Große Sanierungspläne können jede Wohnungseigentümergemeinschaft auf die Probe stellen. In München führte ein solcher Streit nun zu einem weitreichenden Urteil: Das Landgericht kippte Beschlüsse zu Planungsleistungen und deren Finanzierung, weil entscheidende Vergleichsangebote fehlten und Tiefgaragenbesitzer unrechtmäßig ausgeschlossen blieben. Sogar eine weitreichende Vereinfachung zukünftiger Abstimmungen wurde für nichtig erklärt. Der Fall zeigt, wie präzise Bau- und Finanzierungsentscheidungen in Eigentümergemeinschaften gefasst werden müssen. Zum vorliegenden Urteil Az.: 36 S 3331/23 WEG | | Kontakt
Das Wichtigste in Kürze
- Gericht: LG München I
- Datum: 21.03.2024
- Aktenzeichen: 36 S 3331/23 WEG
- Verfahrensart: Berufungsverfahren
- Rechtsbereiche: Wohnungseigentumsrecht, Zivilprozessrecht
Beteiligte Parteien:
- Kläger: Einzelne Wohnungseigentümerinnen, die die Gültigkeit von Beschlüssen der Wohnungseigentümergemeinschaft anfichteten.

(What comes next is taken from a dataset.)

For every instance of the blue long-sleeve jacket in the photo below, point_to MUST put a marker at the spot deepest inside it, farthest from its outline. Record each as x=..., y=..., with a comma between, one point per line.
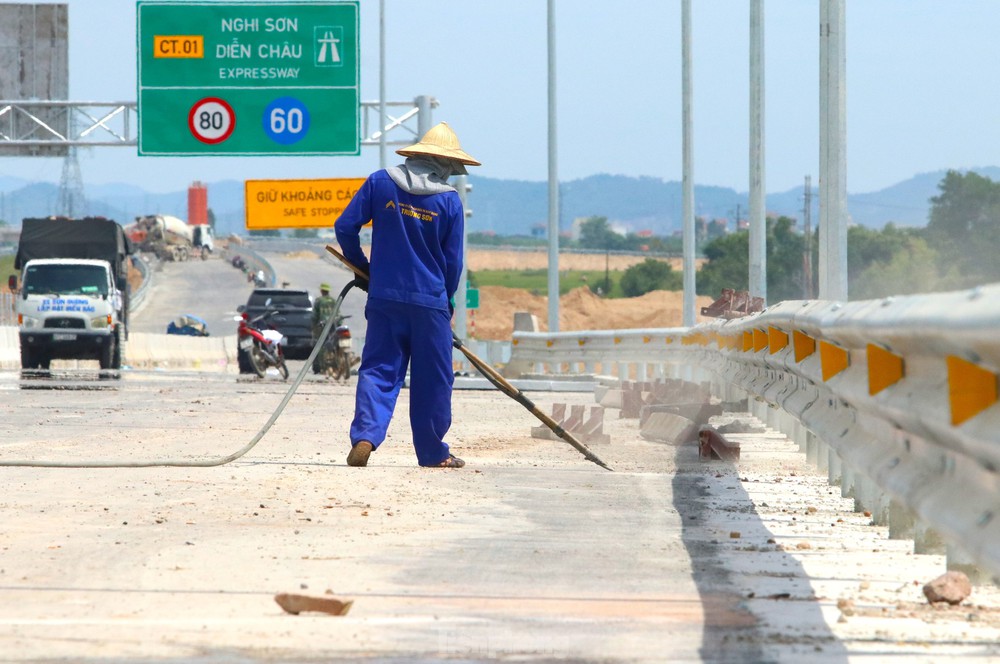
x=416, y=252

- Beklagte: Die Wohnungseigentümergemeinschaft, gegen die sich die Klage richtete. Im Berufungsverfahren trat die Verwalterin als Streithelferin auf.
Worum ging es in dem Fall?
- Sachverhalt: Eine Wohnungseigentümergemeinschaft fasste mehrere Beschlüsse, die umfassende Sanierungsmaßnahmen an Fassaden und Dächern, die Beauftragung von Planungsleistungen, eine Sondervergütung des Verwalters und die Finanzierung dieser Vorhaben betrafen. Zudem wurde ein Beschluss zur Absenkung der Mehrheitserfordernisse für zukünftige Umlaufbeschlüsse gefasst. Die Klägerinnen fochten diese Beschlüsse an.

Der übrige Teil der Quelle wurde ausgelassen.